Figure 3 Edit variables dialog


However, we also need to specify that we are looking for all getter methods. This is where the template variable constraints come into play. We could specify that a getter method is one that has GetterName text which matches the regular expression get.* so we enter this expression into the 'Text / regular expression' field for the GetterName variable (Figure 3). One more constraint that we need to set is how many occurrences of the particular variable we should match. By default, the minimum occurrences count and maximum occurrences count are set to 1. If we set the maximum value for GetterType and GetterName to some larger value (say 1000), our method declaration will be able to match any number of methods from 1 to 1000.

Note:

The constraints for specific template variables can be set by pressing the Edit Variables button (Figure 2).

Let's explore the 'Text / regular expression' constraint work in more detail. As it is performing a search, the SSR matches template variables to source code expressions. The source code expression corresponds to some source code text. The 'Text / regular expression' constraint means that the source code text must also match a given regular expression for the match to be valid.

Note:

Using regular expressions for text constraints also means that you need to escape the regular expression meta-characters like . () [] ? ^ $ \ with one slash (e.g. com\.intellij\.openapi\.editor\.Editor).

Returning to the previous example, we may want to find all getters declared by a particular class and all its descendants. In order to do so, we will set 'Apply constraint within hierarchy' in the 'Text constraints' group for the GetterName variable. Effectively, the option tells the matcher to go into the type hierarchy when the match is not found locally.

Yet another useful application of this option is to set it for a template variable which represents some type. When checking the constraint, the matcher attempts to compare the source code type's name with the given regular expression. If it fails, the matcher will then check the type's super-class and so on. For instance, search templates ($Type$) $Expr$ or $Expr$ instanceof $Type$ with a text constraint for the Type variable set to 'PsiElement' with the option 'Apply the constraint within hierarchy' enabled will search for all casts to or instances of classes that implement the interface PsiElement.

Let's cover in more detail the previously mentioned constraints of minimum and maximum occurrences of a template variable (in 'Occurrence count' group, Figure 3). While matching the search template, the template variable could receive not just one value (though this is the default behaviour), but several ones from the same context, or receive no value at all. We allow several matches by setting the maximum occurrence count to a value larger than one, and we allow zero matches by setting the minimum occurrence count to 0. For instance, when searching for 'any static method call of a particular class', we may be not interested in the number of parameters passed, so we can use the following search template: Utils.assertTrue($Parameter$);

For the Parameter template variable, we specify minimum occurrences as 0 and maximum occurrences as some large value (say, 1000). While matching, the Parameter variable will pick up zero or more parameter expressions of the particular call. The commas separating the particular parameters (if any) are not mentioned in the search template, nor taken into account during the match, since their presence has only a textual syntax meaning.
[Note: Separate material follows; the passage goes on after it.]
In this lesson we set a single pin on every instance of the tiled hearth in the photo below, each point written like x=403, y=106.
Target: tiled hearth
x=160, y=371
Yet another example of using the occurrence count values is when searching for if statements. The search template looks as follows:

        if ($BooleanExpr$) {
          $ThenStatement$;
        } else {
          $ElseStatement$;
        }
    

For the ThenStatement and ElseStatement template variables the minimum count constraint is set to 0 and the maximum count is set to Integer.MAX_VALUE.

Note:

This search pattern will also find an if without an else branch, since the latter is semantically equivalent to an empty else.
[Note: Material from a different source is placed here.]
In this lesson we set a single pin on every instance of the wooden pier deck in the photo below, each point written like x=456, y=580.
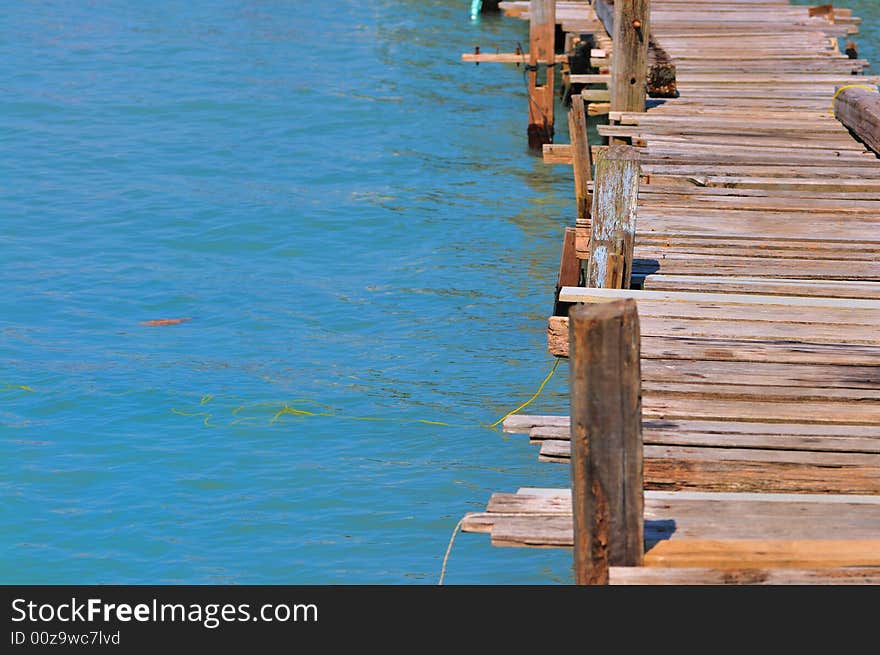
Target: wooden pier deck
x=756, y=274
I would like to know more about the source

Finding all descendants of the class

Quite often we need to find all descendants of a particular class. To search for such classes one could use following search template:

class $Clazz$ extends $AnotherClass$ {}

As the text constraint for the AnotherClass variable one needs to specify the name of the base class for which we are looking for descendants. Since we are looking for any descendants of the base class we enable 'Apply the constraint within the type hierarchy' option.

Finding all such methods

In certain situations, one needs to look for many different implementations of the same interface method. This can be achieved with the following search pattern:

        class $a$ {
            public void $show$();
        }
    

The text constraint for the show variable is 'show', and 'This variable is the target of the search' is enabled.

Finding in literals and comments

Consider that we want to find something in the string literals of our program. For instance, we have some typo in the title of a dialog and we need to find the exact location. The corresponding search template is simple: "$StringContent$", the text constraint for StringContent is .*OurTypo.*. However, if we know in advance that the typo is actually a word, then we can use the 'Whole words only' option (with case sensitive search) to perform an indexed source search, which would find it faster. In this case, we set the text constraint as OurTypo.

The similar approach is used for searching in the comments, just the search pattern used is different, namely: // $LiteralContent$

Finding specific usages

We may be interested in finding all calls of a particular method on instance variables of a particular descendant type. For instance, find 'equals' calls that are called from instances of the String class. The search pattern would be: $instance$.equals($argument$). Text / regular expression constraint for the instance template variable would be String.


I'm tired of manually editing similar things over and over

Upgrading a library

Quite often, a library's evolution is out of our control. Not all of them preserve backward API compatibility, so you have to change existing code extensively after a major update of a third-party library. For instance, when we were upgrading from Xerces 2.0 to 2.6.2, we needed to replace DOMInputSourceImpl with DOMInputImpl. This was achieved with the following settings:
Search template: $InputSourceImpl$, text constraint DOMInputSourceImpl.
Replacement template DOMInputImpl.

I want to change the classes

Consider we want to change the parent class for many classes, e.g. going from bare TestCase to OurHomeGrownTestCase. It is convenient to use Structural Search and Replace to accomplish this with following settings.

Search template:

        class $TestCase$ extends TestCase {
            $MyClassContent$
        }
    

Replacement template:

        class $TestCase$ extends OurHomeGrownTestCase {
            $MyClassContent$
        }
    

The minimum and maximum occurrence counts for the MyClassContent variable should be set to 0 and Integer.MAX_VALUE respectively.

Note:

Tip: This way, one could also quickly insert or remove a default implementation of an interface method in many classes when a new method is added or removed from the interface.

Note:

In case of using the short name of a class in the example above, IDEA will detect that the class is not imported yet, and will suggest automatically adding the necessary import statement where needed.
As for the replaced class, it may, vice versa, need a removal of the redundant imports. This can be easily achieved by calling the 'Optimize Imports' command.


Heavy refactoring: Static utility method calls -> singleton instance method calls

One of our classes, MakeUtil, was completely refactored during its move to the Open API. All its static methods became instance methods and needed to be called from a singleton instance. The problem was hard due to the fact that we had two such classes in different packages. After modifying the class itself, we needed to update all the usages. Here's how we made the static class update with the help of Structural Search and Replace.

Search template:

com.ij.j2ee.MakeUtil.$MethodCall$($Params$)

Replacement template:

com.ij.j2ee.MakeUtil.getInstance().$MethodCall$($Params$)

Constraints:
Minimum and maximum occurrences count for Params variable was set to 0 and 100 respectively.

Note:

Fully qualified class name in the search template tells the matcher exactly which class to match for the static method call, but it will be matched with either the FQ name or the short name in the source code. Similarly, the fully qualified class name in the replace template will be left as-is if the option 'Shorten fully qualified names' (Figure 2) is turned off. If it is turned on, then the short name of the class will be used used, possibly with an import statement added.